If the supply of blood is restricted or stopped like during a stroke, brain cells begin to die which can lead to brain injury, disability and possibly death. This means that acting quickly during this emergency is crucial.
Chris Darch is now paralysed down his left side and in a wheelchair but he is coaching disability sport.
He said: “I am now paralysed on my left-hand side, so I had a lot of rehabilitation work to do before I could even think of being sent home.
“My main aim was to get out, to get home. That was my goal from the start. The doctors told me I was very lucky to be alive, that I shouldn’t have made it.”
That’s when the care of Gillian Hornby, a Community Services Coordinator for Chest Heart & Stroke Scotland (CHSS), changed his life.
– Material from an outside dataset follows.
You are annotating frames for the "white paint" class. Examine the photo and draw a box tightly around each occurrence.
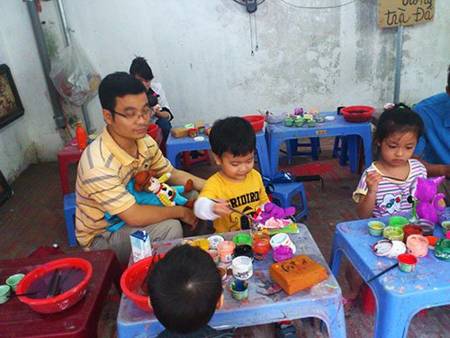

Chris said the connection had been “invaluable” in helping him adjust. He now plays and coaches boccia – a Paralympic sport – with Highland Disability Sports and hopes to return to his recruitment job in some capacity next year.
Chris added: “Chest Heart & Stroke Scotland is now a massive part of my life. It has touched every element of my recovery.
“It’s why I can’t wait to become a volunteer because they show how important it is to help people. I couldn’t think of a better organisation to be involved in.”
Chris is fronting CHSS’s Christmas Appeal and urged people to donate to help people like him.